Francis ne répondit pas. Il venait de réaliser qu’il s’était jeté tout seul dans un piège, et que même s’il changeait d’avis et montrait la vidéo, sa réaction initiale avait trop semé de doute chez ce gros sac de Hoover.

Le flic frappa du pied comme un cheval furieux. Il faillit hausser le ton mais parvint à garder son emprise et à rester courtois.

— Il n’y a pas d’enquête officielle pour le moment. Disons que ce ne sont que quelques informations tirées ici et là pour m’aiguiller. Mais si je dois obtenir un mandat, il va falloir que j’ouvre une enquête. Tu sais ce que ça signifie ?

— Faites ce que vous avez à faire.

Le shérif se tut. Francis également. Une attitude qui transformait lentement les suppositions en conclusions.

— Il y a quelque chose que je ne devrais pas voir sur ces images, Francis ?

— Qu… quoi ! Non, rien !

— Si tu n’as rien à te reprocher, ton refus n’a pas de sens.

— J’ai… j’ai mes raisons.

Et je m’inflige le coup de grâce, pensa Francis. Mais qu’est-ce que je raconte… Pourquoi je ne lui ai pas donné cette cassette de merde ?

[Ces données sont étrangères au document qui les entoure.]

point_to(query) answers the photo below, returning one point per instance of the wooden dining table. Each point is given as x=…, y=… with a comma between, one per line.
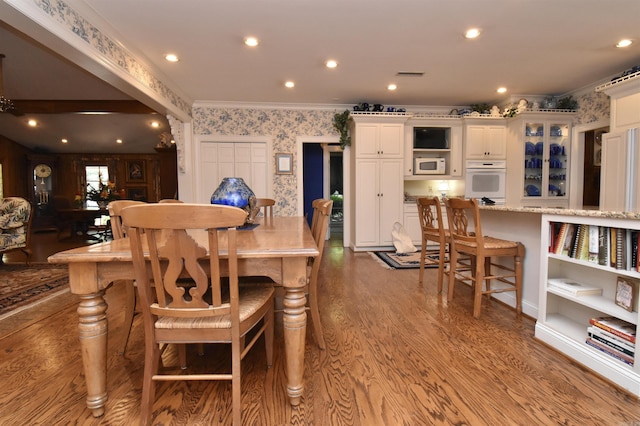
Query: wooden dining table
x=278, y=247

D’autant que cet enregistrement n’aurait rien démontré de particulier au shérif. Patty et lui avaient discuté quelques secondes et elle s’était tirée chez Denise. Leur contact avait été celui d’un vendeur et d’un acheteur, quoi de plus ordinaire ? Mais maintenant qu’il avait refusé en bloc et abordé le mot mandat, il venait de franchir le frontière peu agréable de la suspicion.

— C’est une propriété privée ici. Je vais vous demander de partir.

Hoover reçut l’ordre comme un hypercute dans l’estomac. Sale petit con, pensait-il. Sale petit enfoiré de merde.

— Très bien, Francis. Très bien. Mais on se reverra très bientôt.

Ils étaient tous les deux loin d’imaginer dans quelles conditions.